One thing we noticed there is, it can be hard to distribute files to such a
class; downloading them individually wastes network bandwidth. Today, I
added git annex multicast which uses uftp
to multicast files to other clones of a repository on a LAN.
An "easy" 500 lines of code and 7 hour job.
There is encryption and authentication, but the key management for this turned out to be simple, since the public key fingerprints can be stored on the git-annex branch, and easily synced around that way. So, I expect this should be not hard to use in a classroom setting such as the one I was in earlier this week.
I wonder: could this be used to send blobs to arbitrary hosts as well? I've been looking at the problem of sharing blobs without sharing the git repository (in semi-synchronized remotes), and while we have the tor/wormhole and SSH remotes that can be (ab)used for this purpose, uftp seems like a much better fit, feature-wise.
When you run:
git annex multicast --gen-address; git annex sync
, does thesync
command exchange git refs over multicast?When you run:
git annex multicast --send
, will that work for all git-annex blobs, or just the ones that are in the local checkout?Looking at the server usage, i see that multicast is the default, but that you can also unicast to specific hosts:
Could this be used to send to arbitrary, non-local hosts on the internet?

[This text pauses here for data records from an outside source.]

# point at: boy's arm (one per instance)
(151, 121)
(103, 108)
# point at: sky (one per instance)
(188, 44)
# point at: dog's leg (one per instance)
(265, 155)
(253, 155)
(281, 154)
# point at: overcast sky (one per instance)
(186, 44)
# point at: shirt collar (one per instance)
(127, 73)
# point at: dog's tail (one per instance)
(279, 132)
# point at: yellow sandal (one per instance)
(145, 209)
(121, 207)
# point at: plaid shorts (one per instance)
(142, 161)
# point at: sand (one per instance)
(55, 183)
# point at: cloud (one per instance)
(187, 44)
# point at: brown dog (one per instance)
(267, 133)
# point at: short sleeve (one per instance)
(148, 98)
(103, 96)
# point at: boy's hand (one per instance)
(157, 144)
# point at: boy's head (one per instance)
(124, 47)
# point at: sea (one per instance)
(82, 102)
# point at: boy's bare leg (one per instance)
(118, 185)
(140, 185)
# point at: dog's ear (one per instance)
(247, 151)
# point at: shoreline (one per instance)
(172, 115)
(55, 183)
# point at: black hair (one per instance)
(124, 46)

And how about tor support? Could this simplify the encrypted setup?
This amazing feature just brings up more questions for me, but i'm really glad to see this come. It certainly addresses parts of Bittorrent-like features, and is probably the first remote that supports bandwidth optimizations for multiple downloads, or rather, in this case, uploads.
Thanks so much for your hard work! The feature set of git-annex never ceases to amaze me - new features just keep on coming, this is great!

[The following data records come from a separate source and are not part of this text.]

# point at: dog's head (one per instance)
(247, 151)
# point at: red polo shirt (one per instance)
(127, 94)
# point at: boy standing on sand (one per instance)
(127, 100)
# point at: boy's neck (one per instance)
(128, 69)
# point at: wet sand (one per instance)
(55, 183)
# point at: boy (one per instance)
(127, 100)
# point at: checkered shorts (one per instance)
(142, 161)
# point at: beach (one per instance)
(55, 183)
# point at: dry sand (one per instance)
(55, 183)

Multicast is only being used to send git-annex objects around, not git objects. There's assumed to be some way to sync git repositories, which is how the encryption keys for uftp are distributed.
git annex multicast --send
operates on files in the working tree. It would be possible to make it support--all
.I'm not sure if uftp can send outside the local LAN.
It would certianly be possible to have a special remote backed by uftp that thus only sends to a single host. Since multicast does not send to any particular remote, it did not make sense to implement it as a special remote.